Linux containers feel like a very weak imitation of what they could be under an ...

ori_b · on July 21, 2019

> Linux lacks a lot of core abstraction properties

No, it's worse than that: It has too many of them, leading to a mess of special cases that you have to deal with. What happens when you have a socket in your file system, and you export it over NFS?

Lacking abstraction properties is fixable -- you can add them. But removing them, especially if they're widely used, is incredibly hard.

jstimpfle · on July 21, 2019

Making good abstractions is hard. On Unix I sometimes wish I could unwrap the stream abstraction, but nevertheless I think it is one of the few abstractions that have really stood the test of time.

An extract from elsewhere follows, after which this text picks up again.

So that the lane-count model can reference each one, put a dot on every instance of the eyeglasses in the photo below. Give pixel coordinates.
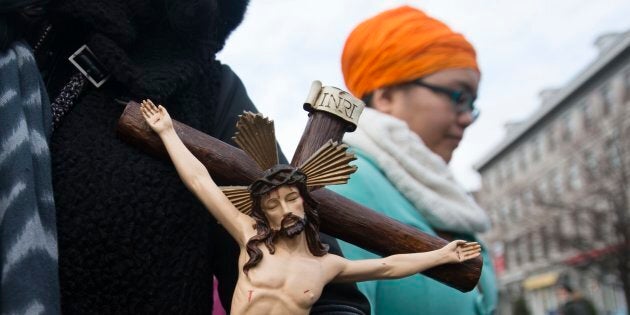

Why wouldn't a a socket exported over NFS just work seamlessly?

ori_b · on July 21, 2019

Because it's a kernel data structure thing that exists in the file system. The remote machine doesn't have access to it.

jstimpfle · on July 21, 2019

That's true for regular files as well.

ori_b · on July 22, 2019

No, the remote machine has access to file structures via NFS, which is complicated enough.

NFS doesn't have protocol-level special cases for forwarding operations for the local sockets, handling setsockopt(), various socket ioctls -- which, mind you, are often machine specific, where the data sent in ioctl is ABI dependent. I'm not even sure how you'd do that sort of thing, since NFS is a stateless protocol.

And then you would need to repeat the exercise for these special cases for all of the other special types of node, like /dev. What does it even mean to mmap the video memory of a video card on a remote machine?

And then you'd need to fix the assumptions of all the software that assumes local semantics ("the connection doesn't drop, and poll() is always accurate").

On top of that, you'd need to run on a treadmill to add support for new ioctls.

Do you really want to implement the server side of a protocol that can handle all of the complexity of all you can do on all file systems, with all ioctls, across all node types? How many implementations providing resources via this protocol do you think would exist?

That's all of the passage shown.